A body oscillating in an elastic medium creates a perturbation that is transmitted from one point to another and is called a wave. This happens at a certain speed, which is considered the speed of its spread. That is, it is a quantity characterizing the distance traveled by any point of the wave in a single period of time.
Let the wave move along one of the axes (for example, horizontal). Its shape is repeated in space after a certain time, i.e., the wave profile moves along the axis of propagation with a speed of constant value. During the time corresponding to the period of oscillations, its front will shift by a distance called the wavelength.
It turns out that the wavelength is the very distance that its front "runs" over a period of time equal to the period of oscillations. For clarity, imagine a wave in the form in which it is usually depicted in the drawings. We all remember how, for example, sea ββwaves look . The wind drives them along the sea, and each wave has a crest (maximum point) and the lowest point (minimum), both of which are constantly moving and replacing each other. Points lying in the same phase are the vertices of two adjacent ridges (we assume that the ridges have the same height and movement occurs at a constant speed) or the two lowest points of neighboring waves. The wavelength is precisely the distance between such points (two adjacent ridges).
In the form of waves can spread all types of energy - thermal, light, sound. They all have different lengths. For example, passing through the atmosphere, sound waves slightly change the air pressure. The areas of maximum pressure correspond to the maximums of sound waves. Due to its structure, the human ear picks up these pressure changes and sends signals to the brain. So we hear the sound.
The length of a sound wave determines its properties. To find it, it is necessary to divide the wave velocity (measured in m / s) by the frequency in Hz. Example: at a frequency of 688 Hz, a sound wave moves at a speed of 344 m / s. The wavelength in this case will be equal to 344: 688 = 0.5 m. It is known that the wave propagation velocity in the same medium does not change, therefore, its length will depend on the frequency. Low-frequency sound waves have a wavelength longer than high-frequency ones.
An example of another type of electromagnetic radiation is a light wave. Light is part of the electromagnetic spectrum visible to our eye. The wavelength of light that human vision can perceive ranges from 400 to 700 nm (nanometers). On both sides of the visible range of the spectrum lie areas that are not perceived by our eye.

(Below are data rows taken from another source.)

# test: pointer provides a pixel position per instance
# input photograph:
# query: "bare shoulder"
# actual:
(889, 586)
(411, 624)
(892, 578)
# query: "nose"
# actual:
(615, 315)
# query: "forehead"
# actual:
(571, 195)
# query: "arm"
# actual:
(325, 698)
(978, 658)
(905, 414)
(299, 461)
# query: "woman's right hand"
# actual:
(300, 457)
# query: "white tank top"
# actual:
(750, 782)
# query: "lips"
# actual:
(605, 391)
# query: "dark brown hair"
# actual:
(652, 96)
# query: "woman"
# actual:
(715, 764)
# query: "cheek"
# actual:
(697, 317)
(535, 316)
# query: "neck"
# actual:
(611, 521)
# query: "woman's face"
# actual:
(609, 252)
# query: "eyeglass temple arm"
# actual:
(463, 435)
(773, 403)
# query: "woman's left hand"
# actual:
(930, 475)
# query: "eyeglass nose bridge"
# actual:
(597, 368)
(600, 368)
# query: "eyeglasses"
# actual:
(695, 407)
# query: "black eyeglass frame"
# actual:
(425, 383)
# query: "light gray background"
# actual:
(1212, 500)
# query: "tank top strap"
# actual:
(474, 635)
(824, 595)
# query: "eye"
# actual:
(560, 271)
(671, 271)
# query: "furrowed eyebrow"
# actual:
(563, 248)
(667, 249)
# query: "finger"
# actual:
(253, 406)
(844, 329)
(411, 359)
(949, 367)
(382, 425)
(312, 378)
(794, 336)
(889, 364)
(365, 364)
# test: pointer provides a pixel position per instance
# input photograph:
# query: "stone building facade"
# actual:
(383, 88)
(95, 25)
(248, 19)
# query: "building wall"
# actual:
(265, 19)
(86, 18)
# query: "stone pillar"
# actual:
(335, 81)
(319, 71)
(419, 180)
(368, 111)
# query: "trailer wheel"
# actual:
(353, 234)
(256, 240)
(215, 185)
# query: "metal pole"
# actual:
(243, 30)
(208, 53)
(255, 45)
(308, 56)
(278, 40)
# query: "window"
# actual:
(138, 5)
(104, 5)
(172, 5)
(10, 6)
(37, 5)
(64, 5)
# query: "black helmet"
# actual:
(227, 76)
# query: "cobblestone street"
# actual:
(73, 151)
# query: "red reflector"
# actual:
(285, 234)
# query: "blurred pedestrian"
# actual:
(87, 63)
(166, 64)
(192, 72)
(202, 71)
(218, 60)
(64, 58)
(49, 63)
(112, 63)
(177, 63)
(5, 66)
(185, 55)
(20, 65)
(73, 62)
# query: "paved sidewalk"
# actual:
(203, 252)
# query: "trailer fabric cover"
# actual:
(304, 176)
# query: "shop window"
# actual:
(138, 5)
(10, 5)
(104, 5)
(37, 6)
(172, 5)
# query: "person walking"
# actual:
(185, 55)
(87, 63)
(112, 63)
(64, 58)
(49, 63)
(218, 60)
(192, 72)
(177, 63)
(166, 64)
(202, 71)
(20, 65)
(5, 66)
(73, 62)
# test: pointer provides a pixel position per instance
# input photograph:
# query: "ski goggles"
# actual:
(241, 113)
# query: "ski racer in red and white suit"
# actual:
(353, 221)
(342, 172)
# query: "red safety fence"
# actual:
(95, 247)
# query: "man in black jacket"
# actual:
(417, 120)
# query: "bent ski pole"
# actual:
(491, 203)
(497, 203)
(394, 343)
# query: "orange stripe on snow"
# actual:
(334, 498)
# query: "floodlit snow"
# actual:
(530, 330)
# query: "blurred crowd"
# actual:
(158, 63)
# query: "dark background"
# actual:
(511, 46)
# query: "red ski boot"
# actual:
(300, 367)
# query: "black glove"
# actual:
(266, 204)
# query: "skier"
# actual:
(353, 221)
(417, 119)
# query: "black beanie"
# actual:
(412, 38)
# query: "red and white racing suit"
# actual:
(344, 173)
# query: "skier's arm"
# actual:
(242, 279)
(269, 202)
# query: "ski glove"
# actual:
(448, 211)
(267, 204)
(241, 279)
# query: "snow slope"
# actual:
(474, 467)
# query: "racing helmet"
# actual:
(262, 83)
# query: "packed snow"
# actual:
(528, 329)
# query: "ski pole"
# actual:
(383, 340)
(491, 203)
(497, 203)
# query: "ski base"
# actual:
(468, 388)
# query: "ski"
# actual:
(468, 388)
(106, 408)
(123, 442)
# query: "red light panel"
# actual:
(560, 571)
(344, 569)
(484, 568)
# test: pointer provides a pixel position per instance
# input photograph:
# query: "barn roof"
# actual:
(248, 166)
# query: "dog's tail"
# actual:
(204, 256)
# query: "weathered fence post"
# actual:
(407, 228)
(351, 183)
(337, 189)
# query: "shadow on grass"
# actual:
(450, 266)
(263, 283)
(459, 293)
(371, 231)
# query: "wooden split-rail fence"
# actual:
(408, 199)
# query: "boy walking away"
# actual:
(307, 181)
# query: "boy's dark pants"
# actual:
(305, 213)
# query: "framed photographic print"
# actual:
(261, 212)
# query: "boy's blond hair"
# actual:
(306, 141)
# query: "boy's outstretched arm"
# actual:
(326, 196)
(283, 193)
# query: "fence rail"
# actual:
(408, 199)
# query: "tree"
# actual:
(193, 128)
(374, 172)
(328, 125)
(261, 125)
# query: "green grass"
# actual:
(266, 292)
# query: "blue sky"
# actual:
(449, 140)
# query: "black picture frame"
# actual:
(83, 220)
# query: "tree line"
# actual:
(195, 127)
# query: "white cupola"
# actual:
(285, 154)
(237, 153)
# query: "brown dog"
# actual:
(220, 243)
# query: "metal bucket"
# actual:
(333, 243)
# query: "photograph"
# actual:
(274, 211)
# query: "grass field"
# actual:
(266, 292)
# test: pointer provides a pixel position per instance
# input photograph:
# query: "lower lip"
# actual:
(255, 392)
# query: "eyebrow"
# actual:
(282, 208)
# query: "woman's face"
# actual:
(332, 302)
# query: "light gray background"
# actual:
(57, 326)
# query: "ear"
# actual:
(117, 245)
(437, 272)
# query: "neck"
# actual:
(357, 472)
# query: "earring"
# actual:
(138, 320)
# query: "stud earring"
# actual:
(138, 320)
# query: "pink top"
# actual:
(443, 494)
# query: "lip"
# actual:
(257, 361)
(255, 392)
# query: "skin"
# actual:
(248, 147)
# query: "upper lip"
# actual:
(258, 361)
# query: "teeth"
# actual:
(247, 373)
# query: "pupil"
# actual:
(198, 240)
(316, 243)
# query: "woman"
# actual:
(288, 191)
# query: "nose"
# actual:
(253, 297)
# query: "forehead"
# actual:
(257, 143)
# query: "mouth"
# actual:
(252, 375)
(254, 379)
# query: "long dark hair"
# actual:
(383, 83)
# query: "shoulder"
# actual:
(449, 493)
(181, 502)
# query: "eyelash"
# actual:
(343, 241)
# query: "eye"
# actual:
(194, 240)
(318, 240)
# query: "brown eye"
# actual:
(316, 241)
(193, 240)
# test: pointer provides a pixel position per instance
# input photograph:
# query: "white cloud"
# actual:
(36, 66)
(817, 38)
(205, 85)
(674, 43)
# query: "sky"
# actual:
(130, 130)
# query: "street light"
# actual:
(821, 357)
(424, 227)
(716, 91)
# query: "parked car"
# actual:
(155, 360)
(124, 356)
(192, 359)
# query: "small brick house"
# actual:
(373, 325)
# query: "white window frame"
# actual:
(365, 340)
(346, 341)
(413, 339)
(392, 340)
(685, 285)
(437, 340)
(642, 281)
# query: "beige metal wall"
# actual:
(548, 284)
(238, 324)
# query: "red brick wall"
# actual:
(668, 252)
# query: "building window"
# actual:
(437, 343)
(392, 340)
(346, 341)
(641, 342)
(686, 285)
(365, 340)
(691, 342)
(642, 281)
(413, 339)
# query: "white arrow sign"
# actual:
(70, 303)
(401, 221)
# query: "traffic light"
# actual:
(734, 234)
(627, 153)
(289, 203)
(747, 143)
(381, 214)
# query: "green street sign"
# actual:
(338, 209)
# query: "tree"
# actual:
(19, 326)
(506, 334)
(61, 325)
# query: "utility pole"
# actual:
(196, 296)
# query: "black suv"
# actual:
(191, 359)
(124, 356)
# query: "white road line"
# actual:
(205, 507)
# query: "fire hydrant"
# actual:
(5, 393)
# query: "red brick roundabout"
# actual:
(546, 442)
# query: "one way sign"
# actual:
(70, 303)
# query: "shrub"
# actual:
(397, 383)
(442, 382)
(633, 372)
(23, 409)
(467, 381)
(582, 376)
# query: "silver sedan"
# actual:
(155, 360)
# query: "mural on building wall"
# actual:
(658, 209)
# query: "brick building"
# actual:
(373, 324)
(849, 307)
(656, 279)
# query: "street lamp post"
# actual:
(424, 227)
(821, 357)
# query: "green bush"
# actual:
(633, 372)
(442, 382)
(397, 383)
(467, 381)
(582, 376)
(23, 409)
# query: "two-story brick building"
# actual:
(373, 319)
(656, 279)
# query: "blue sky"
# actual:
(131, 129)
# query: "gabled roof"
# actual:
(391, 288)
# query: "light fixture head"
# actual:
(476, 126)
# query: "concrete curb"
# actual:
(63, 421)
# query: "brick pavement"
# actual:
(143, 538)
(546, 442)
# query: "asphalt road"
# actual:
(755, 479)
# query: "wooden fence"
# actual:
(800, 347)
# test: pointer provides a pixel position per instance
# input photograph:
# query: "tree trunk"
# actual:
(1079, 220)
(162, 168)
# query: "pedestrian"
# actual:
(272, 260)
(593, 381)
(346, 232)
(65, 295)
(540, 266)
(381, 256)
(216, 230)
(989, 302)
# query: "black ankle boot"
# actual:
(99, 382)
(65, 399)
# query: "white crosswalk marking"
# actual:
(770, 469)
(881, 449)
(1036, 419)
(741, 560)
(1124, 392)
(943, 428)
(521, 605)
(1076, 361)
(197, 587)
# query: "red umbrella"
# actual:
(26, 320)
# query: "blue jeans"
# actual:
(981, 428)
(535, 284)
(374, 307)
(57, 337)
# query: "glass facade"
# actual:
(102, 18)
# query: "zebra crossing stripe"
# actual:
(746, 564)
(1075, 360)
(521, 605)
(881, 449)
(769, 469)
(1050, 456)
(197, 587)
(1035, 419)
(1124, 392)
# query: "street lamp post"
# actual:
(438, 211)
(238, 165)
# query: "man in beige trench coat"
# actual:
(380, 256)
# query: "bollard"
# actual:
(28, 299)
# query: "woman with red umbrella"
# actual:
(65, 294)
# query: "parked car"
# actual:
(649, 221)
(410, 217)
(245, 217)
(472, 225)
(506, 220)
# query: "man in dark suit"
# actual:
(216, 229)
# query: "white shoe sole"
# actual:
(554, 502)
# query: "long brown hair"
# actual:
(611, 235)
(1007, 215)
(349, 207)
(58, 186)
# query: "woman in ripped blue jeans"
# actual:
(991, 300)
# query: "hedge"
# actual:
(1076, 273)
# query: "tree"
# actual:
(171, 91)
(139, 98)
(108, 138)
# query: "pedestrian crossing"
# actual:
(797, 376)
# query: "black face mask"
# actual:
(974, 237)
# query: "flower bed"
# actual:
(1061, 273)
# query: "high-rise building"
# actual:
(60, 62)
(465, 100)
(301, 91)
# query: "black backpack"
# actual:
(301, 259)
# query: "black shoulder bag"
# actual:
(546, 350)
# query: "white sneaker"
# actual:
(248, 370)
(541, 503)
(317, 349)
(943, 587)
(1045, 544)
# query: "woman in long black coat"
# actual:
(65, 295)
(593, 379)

Ultraviolet waves have a length less than the length of the visible part of the spectrum. Although the human eye is not able to see them, but, nevertheless, they are capable of causing considerable harm to our vision.
The wavelength of infrared radiation is greater than the maximum length that we are able to see. These waves are captured by special equipment and are used, for example, in night vision cameras.
Among the rays available to our vision, the shortest ray has a violet ray, the largest - red. Between them lies the entire spectrum available to the eye (remember the rainbow!)
How do we perceive colors? Rays of light having a certain length fall on the retina of the eye, which has photosensitive receptors. These receptors transmit signals directly to our brain, where a sensation of a certain color forms. What colors we see depends on the wavelengths of the incident rays, and the brightness of the color sensation is determined by the intensity of the radiation.
All objects surrounding us have the ability to reflect, transmit or absorb incident light (in whole or in part). For example, green color of foliage means that from the entire range mainly green rays are reflected, the rest are absorbed. Transparent objects tend to retain radiation of a certain length, which is used, for example, in photography (the use of photo filters).
Thus, the color of the subject tells us about the ability to reflect the waves of a certain part of the spectrum. We see objects reflecting the whole spectrum as white, absorbing all the rays as black.